An extremely fast set of Rust and Python utilities to efficiently convert CSVs to Excel XLSX files.
This library is available as a CLI tool and Python PIP package.
This library was created with the goal of being simple, lightweight, and extremely performant. As such, many features such as Excel formatting is not currently supported. This library gives you the quickest possible way to convert a .csv
file to .xlsx
.
The Python utilities also gives you the quickest possible way to export a Pandas DataFrame, Numpy 2D array or Postgres database as a .xlsx
file.
$ pip install py-excel-rs
import pandas as pd
from py_excel_rs import df_to_xlsx
df = pd.read_csv("file.csv")
xlsx = df_to_xlsx(df)
with open('report.xlsx', 'wb') as f:
f.write(xlsx)
from py_excel_rs import csv_to_xlsx
f = open('file.csv', 'rb')
file_bytes = f.read()
xlsx = csv_to_xlsx(file_bytes)
with open('report.xlsx', 'wb') as f:
f.write(xlsx)
import py_excel_rs
conn_string = "dbname=* user=* password=* host=*"
query = "SELECT * FROM table_name"
xlsx = py_excel_rs.pg_to_xlsx(query, conn_string, disable_strict_ssl=False)
with open('report.xlsx', 'wb') as f:
f.write(xlsx)
from py_excel_rs import ExcelPostgresBuilder, OrderBy
conn_string = "dbname=* user=* password=* host=*"
builder = ExcelPostgresBuilder(conn_str=conn_string, table_name="my_schema.my_table")
xlsx = builder.select_all()
.exclude(["Unwanted_Column1", "Unwanted_Column2"])
.orderBy("Usernames", OrderBy.ASCENDING)
.execute()
with open('report.xlsx', 'wb') as f:
f.write(xlsx)
To install, download the latest release of cli-excel-rs
for your platform from Github Releases here.
$ wget https://github.com/carlvoller/excel-rs/releases/download/cli-0.2.0/excel-rs-linux-aarch64.zip
$ unzip excel-rs-linux-aarch64.zip
$ chmod +x ./cli-excel-rs
Then simply run the binary:
$ ./cli-excel-rs csv --in my_csv.csv --out my_excel.xlsx
If you would like the build the binary yourself, you can do so using these commands:
$ git clone https://github.com/carlvoller/excel-rs
$ cargo build --release
$ ./target/release/cli-excel-rs csv --in my_csv.csv --out my_excel.xlsx
TODO: Add rust documentation
With a focus on squeezing out as much performance as possible, py-excel-rs is up to 45.5x faster than pandas
and 12.5x faster than the fastest xlsx
writer on pip.
cli-excel-rs also managed to out perform csv2xlsx, the most poopular csv to xlsx tool.
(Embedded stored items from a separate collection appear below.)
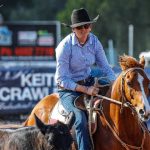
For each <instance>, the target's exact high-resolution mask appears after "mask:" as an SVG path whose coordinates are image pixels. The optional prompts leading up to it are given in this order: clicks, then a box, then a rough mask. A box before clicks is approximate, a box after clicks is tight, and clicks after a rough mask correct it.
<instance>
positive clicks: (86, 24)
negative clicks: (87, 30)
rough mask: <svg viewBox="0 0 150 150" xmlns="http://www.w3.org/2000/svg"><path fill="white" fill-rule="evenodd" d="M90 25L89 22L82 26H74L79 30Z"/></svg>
mask: <svg viewBox="0 0 150 150" xmlns="http://www.w3.org/2000/svg"><path fill="white" fill-rule="evenodd" d="M89 27H90V24H85V25H82V26H79V27H76V29H77V30H81V29H83V28H84V29H88V28H89Z"/></svg>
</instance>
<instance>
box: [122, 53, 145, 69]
mask: <svg viewBox="0 0 150 150" xmlns="http://www.w3.org/2000/svg"><path fill="white" fill-rule="evenodd" d="M119 64H120V66H121V68H122V70H126V69H129V68H134V67H140V68H144V65H143V64H145V60H144V57H142V58H141V59H140V61H137V60H136V59H135V58H133V57H131V56H127V55H123V56H120V57H119Z"/></svg>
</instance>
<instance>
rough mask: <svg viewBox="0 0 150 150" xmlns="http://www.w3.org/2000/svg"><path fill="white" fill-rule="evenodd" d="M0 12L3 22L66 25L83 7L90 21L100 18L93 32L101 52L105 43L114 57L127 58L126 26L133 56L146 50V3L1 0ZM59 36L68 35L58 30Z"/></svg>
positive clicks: (100, 1)
mask: <svg viewBox="0 0 150 150" xmlns="http://www.w3.org/2000/svg"><path fill="white" fill-rule="evenodd" d="M0 4H2V5H3V6H2V7H0V12H1V13H2V14H3V16H4V19H5V20H6V21H16V20H26V21H29V20H59V21H61V22H66V23H69V24H70V14H71V12H72V10H73V9H74V8H80V7H84V8H86V9H87V10H88V11H89V14H90V16H91V18H94V17H95V16H96V15H97V14H100V19H99V20H98V22H97V23H96V24H95V25H94V28H93V32H94V33H95V34H96V35H97V36H98V37H99V39H100V40H101V42H102V44H103V46H104V48H105V49H107V47H108V40H109V39H112V40H113V46H114V48H115V51H116V53H117V54H118V55H121V54H123V53H126V54H128V49H129V48H128V26H129V25H130V24H132V25H133V26H134V52H133V56H134V57H136V58H138V57H139V54H140V52H142V51H149V47H150V42H149V41H150V19H149V14H150V1H149V0H113V1H112V0H94V1H93V0H75V1H70V0H12V1H10V0H1V1H0ZM61 30H62V34H61V36H62V37H64V36H65V35H66V34H67V33H69V32H71V30H70V29H68V28H64V27H63V28H62V29H61Z"/></svg>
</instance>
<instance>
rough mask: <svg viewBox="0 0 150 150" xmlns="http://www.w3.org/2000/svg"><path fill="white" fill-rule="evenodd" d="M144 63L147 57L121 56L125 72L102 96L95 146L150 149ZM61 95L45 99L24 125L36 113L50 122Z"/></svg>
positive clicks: (111, 147) (98, 111)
It is up to 12x faster given the same dataset.
These tests used a sample dataset from DataBlist that contained 1,000,000 rows and 9 columns.
Tests were conducted on an Macbook Pro M1 Max with 64GB of RAM
$ time python test-py-excel-rs.py
python3 test-py-excel-rs.py 2.00s user 0.18s system 99% cpu 2.892 total
$ time python test-openpyxl.py
python3 test-openpyxl.py 94.48s user 2.39s system 99% cpu 1:37.38 total
$ time python test-pandas.py
python3 test-pandas.py 127.99s user 2.75s system 99% cpu 2:11.24 total
$ time python test-pandas-xlsxwriter.py
python3 test-pandas-xlsxwriter.py 76.86s user 1.95s system 95% cpu 1:22.29 total
$ time python test-xlsxwriter.py
python3 test-xlsxwriter.py 41.58s user 0.81s system 99% cpu 42.543 total
$ time python test-pyexcelerate.py
python3 test-pyexcelerate.py 35.27s user 0.33s system 99% cpu 35.821 total
$ time ./cli-excel-rs csv --in organizations-1000000.csv --out results.xlsx
./cli-excel-rs csv --in organizations-1000000.csv --out 2.69s user 0.07s system 99% cpu 2.756 total
csv2xlsx (33.74s)
$ time ./csv2xlsx --output results.xlsx organizations-1000000.csv
./csv2xlsx --output results.xlsx organizations-1000000.csv 57.63s user 1.62s system 175% cpu 33.740 total
TODO: Add Rust Benchmark comparisons to rust_xlsxwriter, etc.